REPUBLIKA.CO.ID, BANDUNG -- Gubernur Jawa Barat, Ridwan Kamil dan Kapolda Jawa Barat, Irjen Rudy Sufahriadi menyarankan buruh agar menahan diri untuk tidak berunjuk rasa. Walaupun, disisi lain para buruh tidak punya pilihan karena menilai aturan dalam Omnibus Law banyak yang mencederai kaum pekerja.
Ridwan Kamil atau Emil mengatakan, tuntutan mengenai kebijakan tidak selalu dilakukan dengan demonstrasi. Karena, ada banyak cara. Di antaranya dialog tanpa mengundang kerumunan.
“Mogok buruh dan sebagainya kita imbau untuk saling memahami dengan dialog, dan dengan cara cara baik, menyampaikan aspirasi tidak dengan kerumunan. Apapun dengan protokol kesehatan. Apapun yang terjadi di situasi saat ini, masyarakat diimbau menahan diri,” ujar Ridwan Kamil yang akrab disapa Emil di Gedung Sate, Senin (5/10).
Senada dengan Emil, menurut Kapolda Jawa Barat, Irjen Rudy Sufahriadi, Polda Jabar sudah menyiapkan pelayanan dan pengamanan terkait unjuk rasa. Namun, ia meminta semua pihak memahami risiko kegiatan berkerumun di masa pandemi Covid-19.
Namun, kata dia, yang harus diingat, di dalam kegiatan apapun selama pandemi Covid-19 ini, perhatikan protokol kesehatan. "Itu patokannya. Diimbau buruh kalaupun ada demo, protokol kesehatan. Tapi saya berharap tidak ada demo karena dalam masa pandemi Covid 19,” katanya.
Terpisah, Ketua Umum Pimpinan Pusat FSP TSK SPSI/Presedium Aliansi GEKANAS, Roy Jinto Ferianto, harus ada gerakan yang kuat untuk menolak Omnibus Law RUU Cipta Kerja.
"Kami paham situasi pandemi. Tapi, kami tidak punya pilihan. Kalau pengesahan Omnibus Law RUU Cipta Kerja tidak dilakukan di paripurna sampai tanggal 8 Oktober, pasti buruh juga tidak akan melakukan aksi. Susah buat kita, karena ini menyangkut masa depan kaum buruh,” papar Roy.
Rencana unjuk rasa di tingkat kota kabupaten hingga provinsi dilakukan pada Selasa (6/10). Ia memastikan, proses demonstrasi akan menerapkan protokol kesehatan dengan mengenakan masker dan jaga jarak.

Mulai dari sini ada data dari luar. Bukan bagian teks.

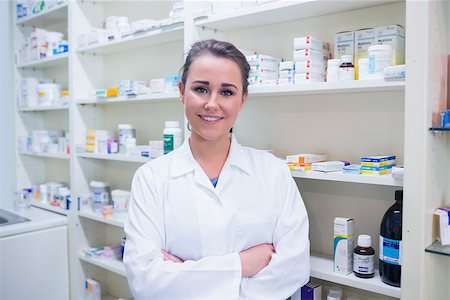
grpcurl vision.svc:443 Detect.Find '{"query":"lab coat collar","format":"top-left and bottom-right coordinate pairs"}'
top-left (170, 134), bottom-right (251, 177)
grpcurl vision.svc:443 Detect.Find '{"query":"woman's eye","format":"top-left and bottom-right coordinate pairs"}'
top-left (221, 90), bottom-right (233, 96)
top-left (195, 87), bottom-right (207, 94)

Menurut Roy, kaum buruh kecewa dan marah kepada DPR RI yang mengebut pembahasan RUU pada hari libur hingga tengah malam. Seharusnya, pemerintah dan DPR RI fokus pada penanganan Covid-19. Terlebih, poin yang tertuang dalam klaster ketenagakerjaan sangat merugikan kaum buruh antara lain dengan dibebaskannya sistem kerja PKWT dan outsourcing tanpa ada batasan jenis pekerjaan dan waktu.
Buruh, kata dia, tidak ada kepastian pekerjaan. Selain itu, dihapusnya upah minimum sektoral, diberlakukannya upah per jam mengakibatkan tidak adanya kepastian pendapatan, PHK dipermudah, pesangon dikurangi, hak cuti dihapus dan lain-lain.
"Ini menandakan bahwa RUU Cipta Kerja bukan untuk meningkatkan kesejahteraan dan melindungi buruh malah sebaliknya hanya untuk kepentingan kaum pemodal saja,” katanya.